Metadata-Version: 2.1
Name: ss-validate
Version: 0.3.4
Summary: GWAS summary statistics file validator
Home-page: https://github.com/EBISPOT/gwas-sumstats-validator
Author: EBI SPOT
Author-email: gwas-info@ebi.ac.uk
License: Apache License, Version 2.0
Platform: UNKNOWN
Description-Content-Type: text/markdown
Requires-Dist: pandas-schema

# Summary Statistics TSV file Validator

A file validator for validating GWAS summary statistics TSV files prior to and post [harmonisation](https://github.com/EBISPOT/sum-stats-formatter/tree/master/harmonisation) using [pandas_schema](https://tmiguelt.github.io/PandasSchema/). The purpose is to validate files before their [conversion to HDF5](https://github.com/EBISPOT/SumStats/). 

## Installation
- `pip install ss-validate`

## Running the validator
To run the validator on a file:
- `ss-validate -f <file_to_validate.tsv> --logfile <logfile_name>`

Information and errors are logged to the console and errors logged to the file specified. A console output might look like:
```
(INFO): Filename is good!
(INFO): Validating file...
(ERROR): Length of row 7 is: 16 instead of 15
(ERROR): Please fix the table. Some rows have different numbers of columns to the header
(INFO): Rows with different numbers of columns to the header are not validated
(ERROR): {row: 1, column: "p_value"}: "-99" was not in the range [0, 1)
```
The errors from the output tell us that row seven has too many columns and row one does not have a valid pvalue.
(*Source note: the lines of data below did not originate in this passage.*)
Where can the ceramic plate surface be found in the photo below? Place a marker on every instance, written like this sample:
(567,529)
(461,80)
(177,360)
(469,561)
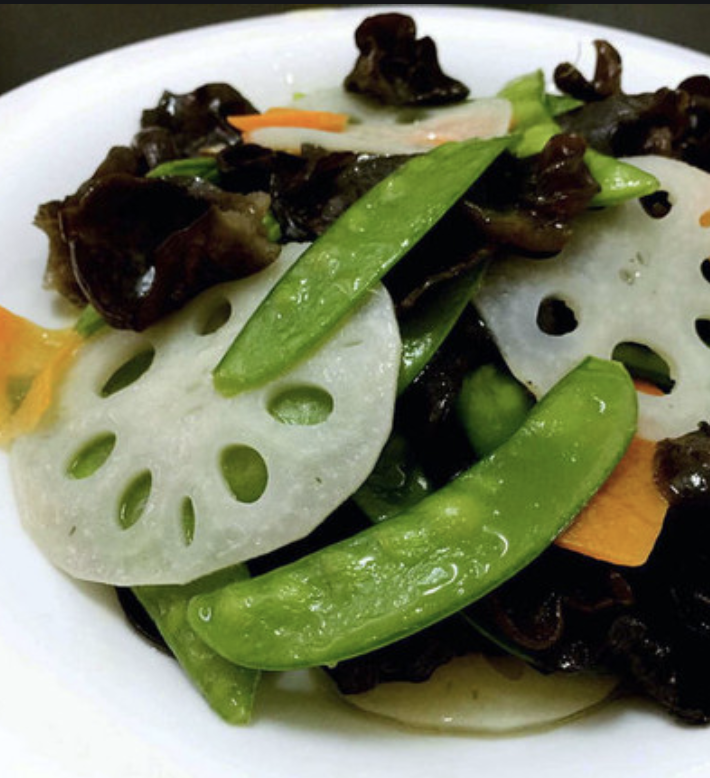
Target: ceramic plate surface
(82,695)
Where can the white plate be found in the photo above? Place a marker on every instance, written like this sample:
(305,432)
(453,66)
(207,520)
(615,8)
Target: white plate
(81,695)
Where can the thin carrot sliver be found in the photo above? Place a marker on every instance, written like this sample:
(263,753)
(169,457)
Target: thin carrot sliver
(622,522)
(329,121)
(33,358)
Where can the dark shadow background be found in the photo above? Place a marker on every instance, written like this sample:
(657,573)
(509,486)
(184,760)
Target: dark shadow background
(36,39)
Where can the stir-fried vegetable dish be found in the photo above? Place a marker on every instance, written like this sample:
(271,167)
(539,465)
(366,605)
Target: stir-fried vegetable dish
(397,382)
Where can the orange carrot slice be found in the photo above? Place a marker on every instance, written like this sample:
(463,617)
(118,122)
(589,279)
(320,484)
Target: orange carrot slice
(622,522)
(32,360)
(329,121)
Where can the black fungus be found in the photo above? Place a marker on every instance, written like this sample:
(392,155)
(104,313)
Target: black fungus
(185,125)
(311,190)
(671,122)
(605,82)
(412,659)
(682,468)
(141,248)
(529,205)
(139,619)
(396,68)
(426,411)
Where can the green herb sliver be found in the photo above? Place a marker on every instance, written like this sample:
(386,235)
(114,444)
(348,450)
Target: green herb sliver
(441,554)
(339,269)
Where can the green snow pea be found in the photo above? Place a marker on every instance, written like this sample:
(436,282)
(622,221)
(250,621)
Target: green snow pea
(229,689)
(443,553)
(339,269)
(396,482)
(192,167)
(535,125)
(425,329)
(491,406)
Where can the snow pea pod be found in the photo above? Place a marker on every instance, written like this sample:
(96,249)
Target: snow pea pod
(535,124)
(230,690)
(427,327)
(340,268)
(441,554)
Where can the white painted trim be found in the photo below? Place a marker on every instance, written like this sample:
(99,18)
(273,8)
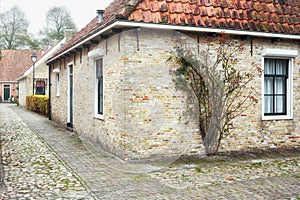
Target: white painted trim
(290,101)
(179,28)
(280,53)
(207,30)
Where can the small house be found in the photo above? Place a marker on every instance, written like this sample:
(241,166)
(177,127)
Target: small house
(112,85)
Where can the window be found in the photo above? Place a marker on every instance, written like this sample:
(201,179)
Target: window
(99,86)
(277,84)
(40,88)
(57,85)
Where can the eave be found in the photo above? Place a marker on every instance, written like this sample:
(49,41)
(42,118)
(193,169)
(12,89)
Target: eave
(134,24)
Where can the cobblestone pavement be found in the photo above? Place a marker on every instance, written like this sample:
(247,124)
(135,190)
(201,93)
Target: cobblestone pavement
(44,161)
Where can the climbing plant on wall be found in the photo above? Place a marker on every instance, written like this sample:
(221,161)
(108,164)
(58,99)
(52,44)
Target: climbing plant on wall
(212,73)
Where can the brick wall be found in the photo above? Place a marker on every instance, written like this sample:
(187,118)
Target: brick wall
(145,115)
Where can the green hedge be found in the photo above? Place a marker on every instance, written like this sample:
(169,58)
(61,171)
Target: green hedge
(37,103)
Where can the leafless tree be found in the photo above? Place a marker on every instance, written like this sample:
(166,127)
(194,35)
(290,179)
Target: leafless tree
(13,29)
(221,88)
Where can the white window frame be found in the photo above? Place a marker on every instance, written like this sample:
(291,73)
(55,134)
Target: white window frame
(96,55)
(280,54)
(56,71)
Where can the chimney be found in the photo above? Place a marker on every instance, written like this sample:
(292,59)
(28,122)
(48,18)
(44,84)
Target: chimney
(68,33)
(100,15)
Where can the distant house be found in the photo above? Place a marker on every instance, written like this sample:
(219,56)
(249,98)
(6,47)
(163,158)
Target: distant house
(111,83)
(41,73)
(12,64)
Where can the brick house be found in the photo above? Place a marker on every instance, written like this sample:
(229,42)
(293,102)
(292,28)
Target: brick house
(41,72)
(111,83)
(12,64)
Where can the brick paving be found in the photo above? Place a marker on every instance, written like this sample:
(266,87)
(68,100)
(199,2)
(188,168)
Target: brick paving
(102,181)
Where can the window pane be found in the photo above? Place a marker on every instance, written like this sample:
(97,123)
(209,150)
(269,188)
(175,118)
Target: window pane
(99,77)
(268,85)
(281,67)
(269,66)
(279,85)
(275,86)
(268,104)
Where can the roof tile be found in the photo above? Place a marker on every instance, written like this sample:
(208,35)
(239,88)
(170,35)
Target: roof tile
(277,16)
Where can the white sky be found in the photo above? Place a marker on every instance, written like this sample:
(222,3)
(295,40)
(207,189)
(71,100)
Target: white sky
(82,12)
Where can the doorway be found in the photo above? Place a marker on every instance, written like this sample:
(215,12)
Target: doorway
(6,90)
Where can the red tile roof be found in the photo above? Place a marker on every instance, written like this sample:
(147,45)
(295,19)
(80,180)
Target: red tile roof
(274,16)
(14,63)
(270,16)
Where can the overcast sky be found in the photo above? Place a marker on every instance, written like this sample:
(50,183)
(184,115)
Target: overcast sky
(82,12)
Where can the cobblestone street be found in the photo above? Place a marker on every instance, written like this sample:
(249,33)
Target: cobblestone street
(42,160)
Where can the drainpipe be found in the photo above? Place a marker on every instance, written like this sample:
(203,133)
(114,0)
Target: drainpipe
(100,15)
(49,91)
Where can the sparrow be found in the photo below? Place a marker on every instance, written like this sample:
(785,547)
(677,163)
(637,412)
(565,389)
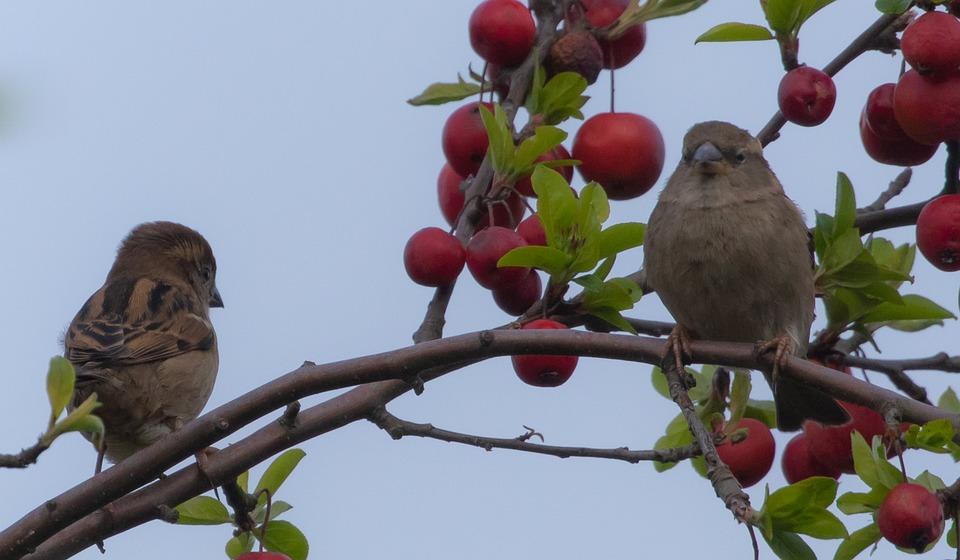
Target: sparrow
(730,257)
(144,342)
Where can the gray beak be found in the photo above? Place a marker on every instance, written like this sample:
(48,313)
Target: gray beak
(215,299)
(707,152)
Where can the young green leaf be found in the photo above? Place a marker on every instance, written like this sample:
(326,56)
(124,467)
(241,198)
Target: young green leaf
(202,510)
(60,381)
(284,537)
(440,93)
(734,31)
(278,471)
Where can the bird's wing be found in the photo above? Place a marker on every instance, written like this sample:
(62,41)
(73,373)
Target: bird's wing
(135,322)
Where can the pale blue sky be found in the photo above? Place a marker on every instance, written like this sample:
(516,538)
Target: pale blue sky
(279,131)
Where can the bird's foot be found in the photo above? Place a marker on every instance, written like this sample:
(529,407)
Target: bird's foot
(782,346)
(678,344)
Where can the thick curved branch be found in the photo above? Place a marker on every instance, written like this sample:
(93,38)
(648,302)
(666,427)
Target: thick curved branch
(861,44)
(143,505)
(398,428)
(26,457)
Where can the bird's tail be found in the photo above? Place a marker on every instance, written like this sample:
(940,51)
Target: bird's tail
(797,402)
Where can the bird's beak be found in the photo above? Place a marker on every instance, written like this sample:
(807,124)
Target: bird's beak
(215,299)
(708,158)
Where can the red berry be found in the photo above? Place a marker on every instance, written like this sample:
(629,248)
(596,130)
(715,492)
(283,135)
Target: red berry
(525,187)
(517,299)
(910,517)
(449,193)
(883,138)
(932,43)
(576,51)
(544,370)
(806,96)
(799,464)
(485,249)
(465,139)
(531,230)
(433,257)
(618,52)
(938,232)
(928,107)
(622,151)
(831,444)
(750,458)
(502,31)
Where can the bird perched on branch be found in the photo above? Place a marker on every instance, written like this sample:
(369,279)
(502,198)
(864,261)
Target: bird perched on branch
(144,341)
(729,255)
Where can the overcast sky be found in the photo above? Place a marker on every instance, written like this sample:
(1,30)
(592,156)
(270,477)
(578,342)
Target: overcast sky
(279,130)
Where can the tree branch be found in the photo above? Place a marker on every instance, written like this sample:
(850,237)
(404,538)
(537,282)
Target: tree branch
(26,457)
(51,523)
(862,43)
(398,428)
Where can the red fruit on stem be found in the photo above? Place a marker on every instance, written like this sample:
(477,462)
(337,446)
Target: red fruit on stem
(799,463)
(433,257)
(618,52)
(932,43)
(531,230)
(910,517)
(483,252)
(502,31)
(516,300)
(622,151)
(806,96)
(938,232)
(449,194)
(465,140)
(928,108)
(883,138)
(750,458)
(831,444)
(525,187)
(544,370)
(263,556)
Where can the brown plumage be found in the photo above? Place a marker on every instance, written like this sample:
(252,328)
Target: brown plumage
(144,341)
(728,254)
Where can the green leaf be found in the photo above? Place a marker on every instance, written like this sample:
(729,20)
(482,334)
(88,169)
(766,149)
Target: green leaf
(60,381)
(915,307)
(202,510)
(278,471)
(739,394)
(857,542)
(782,15)
(440,93)
(846,206)
(621,237)
(241,544)
(550,260)
(789,546)
(949,401)
(893,6)
(284,537)
(734,31)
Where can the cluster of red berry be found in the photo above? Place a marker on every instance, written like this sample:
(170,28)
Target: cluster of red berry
(624,152)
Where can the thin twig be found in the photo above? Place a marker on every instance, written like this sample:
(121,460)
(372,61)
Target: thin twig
(398,428)
(862,43)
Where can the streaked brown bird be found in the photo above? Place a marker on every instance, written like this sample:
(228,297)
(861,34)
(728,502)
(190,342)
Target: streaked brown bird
(729,255)
(144,341)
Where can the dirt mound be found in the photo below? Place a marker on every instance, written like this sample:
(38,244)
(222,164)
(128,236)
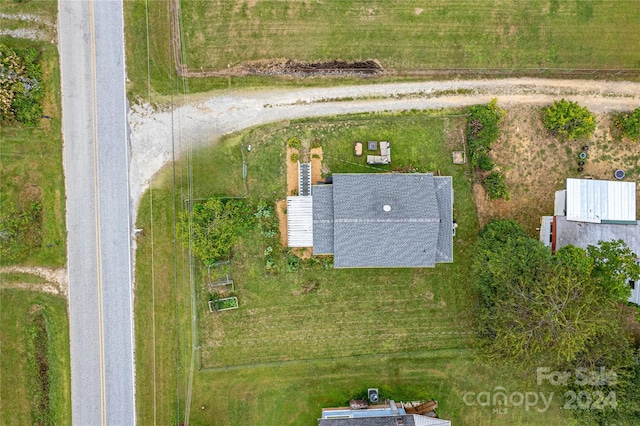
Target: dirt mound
(289,67)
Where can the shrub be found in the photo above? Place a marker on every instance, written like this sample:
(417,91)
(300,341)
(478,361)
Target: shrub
(293,263)
(294,143)
(629,124)
(485,163)
(569,120)
(20,230)
(20,86)
(496,186)
(483,129)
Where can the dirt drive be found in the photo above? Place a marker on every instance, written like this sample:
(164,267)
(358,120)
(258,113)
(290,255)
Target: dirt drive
(205,121)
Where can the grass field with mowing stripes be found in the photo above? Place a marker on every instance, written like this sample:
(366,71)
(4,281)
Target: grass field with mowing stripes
(35,384)
(284,354)
(411,35)
(31,168)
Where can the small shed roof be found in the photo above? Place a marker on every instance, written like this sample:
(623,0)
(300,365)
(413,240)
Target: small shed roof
(601,201)
(300,221)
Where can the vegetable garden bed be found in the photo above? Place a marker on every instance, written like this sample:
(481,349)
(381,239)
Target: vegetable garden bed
(223,304)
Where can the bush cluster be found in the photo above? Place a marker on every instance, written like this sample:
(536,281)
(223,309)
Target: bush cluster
(629,124)
(482,131)
(20,86)
(496,186)
(20,230)
(294,142)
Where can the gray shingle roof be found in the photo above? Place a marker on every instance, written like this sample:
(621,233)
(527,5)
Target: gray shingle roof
(322,219)
(384,220)
(368,421)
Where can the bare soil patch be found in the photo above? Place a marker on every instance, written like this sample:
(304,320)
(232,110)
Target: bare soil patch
(291,67)
(536,164)
(57,281)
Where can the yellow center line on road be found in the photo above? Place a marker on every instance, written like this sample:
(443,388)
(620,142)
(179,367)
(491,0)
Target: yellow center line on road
(94,120)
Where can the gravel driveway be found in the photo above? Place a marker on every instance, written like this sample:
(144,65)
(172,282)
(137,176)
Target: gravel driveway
(158,136)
If these rows are not fixed, they will later be dropped and not converted to HDF5. 

### Addional options
- `--linelimit` : _int, default 1000_

   Once this number of erroneous rows has been reached, stop looking for more.
- `--minrows` : _int, default 100000_

   The minimum number of rows the file is required to have in order to validate sucZZcessfully.
- `--drop-bad-lines` : _bool, default False_

   Drops the the lines with errors from the file and writes it to a new file called <file_to_validate.tsv.valid>
- `--stage` : _{'standard', 'harmonised', 'curated'}, default 'standard'_

   The stage the file is in. It is either standard format ('standard'), harmonised ('harmonised') or pre-standard in the custom curated format ('curated'). Recommended to leave as default.